In March 2000, Science published the sequence of the fruit fly genome in yet another special issue of the journal, this time with a 1934 engraving of a male and a female fruit fly on its cover. Even the most strident critics of shotgun sequencing were sobered by the quality and depth of the data. Celera’s shotgun strategy had left some important gaps in the sequence—but significant sections of the fly genome were complete. Comparisons between human, worm, and fly genes revealed several provocative patterns. Of the 289 human genes known to be involved with a disease, 177 genes—more than 60 percent—had a related counterpart in the fly. There were no genes for sickle-cell anemia or hemophilia—flies do not have red blood cells or form clots—but genes involved in colon cancer, breast cancer, Tay-Sachs disease, muscular dystrophy, cystic fibrosis, Alzheimer’s disease, Parkinson’s disease, and diabetes, or close counterparts of those genes, were present. Although separated by four legs, two wings, and several million years of evolution, flies an
d humans shared core pathways and genetic networks. As William Blake had suggested in 1794, the diminutive fly had turned out to be “a man like me.”

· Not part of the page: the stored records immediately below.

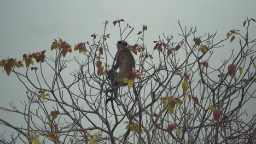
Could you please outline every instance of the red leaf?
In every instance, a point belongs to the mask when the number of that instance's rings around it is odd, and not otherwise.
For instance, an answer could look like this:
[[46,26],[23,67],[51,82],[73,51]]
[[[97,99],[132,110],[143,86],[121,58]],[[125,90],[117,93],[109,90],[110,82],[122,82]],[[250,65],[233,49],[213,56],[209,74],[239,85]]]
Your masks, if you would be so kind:
[[234,76],[236,73],[236,65],[235,64],[230,64],[228,67],[228,72],[230,76]]
[[168,127],[168,131],[169,131],[169,133],[172,133],[172,131],[175,129],[175,127],[176,127],[176,123],[170,124]]
[[222,111],[220,110],[216,110],[213,111],[213,118],[215,121],[219,120],[222,115]]
[[101,55],[103,55],[103,49],[102,49],[102,47],[100,47],[100,52],[101,53]]
[[114,21],[113,22],[113,24],[114,25],[114,26],[115,26],[115,25],[117,24],[117,23],[118,22],[117,21]]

The most bewildering feature of the fly genome was also a matter of size. Or more accurately, it was the proverbial revelation that size does not matter. Contrary to the expectations of even the most seasoned fly biologists, the fly was found to have just 13,601 genes—5,000 fewer genes than a worm. Less had been used to build more: out of just 13,000 genes was created an organism that mates, grows old, gets drunk, gives birth, experiences pain, has smell, sight, taste, and touch, and shares our insatiable desire for ripe summer fruit. “The lesson is that the complexity apparent [in flies] is not achieved by the sheer number of genes,” Rubin said. “The human genome . . . is likely to be an amplified version of a fly genome. . . . The evolution of additional complex attributes is essentially an organizational one: a matter of novel interactions that derive from the temporal and spatial segregation of fairly similar components.”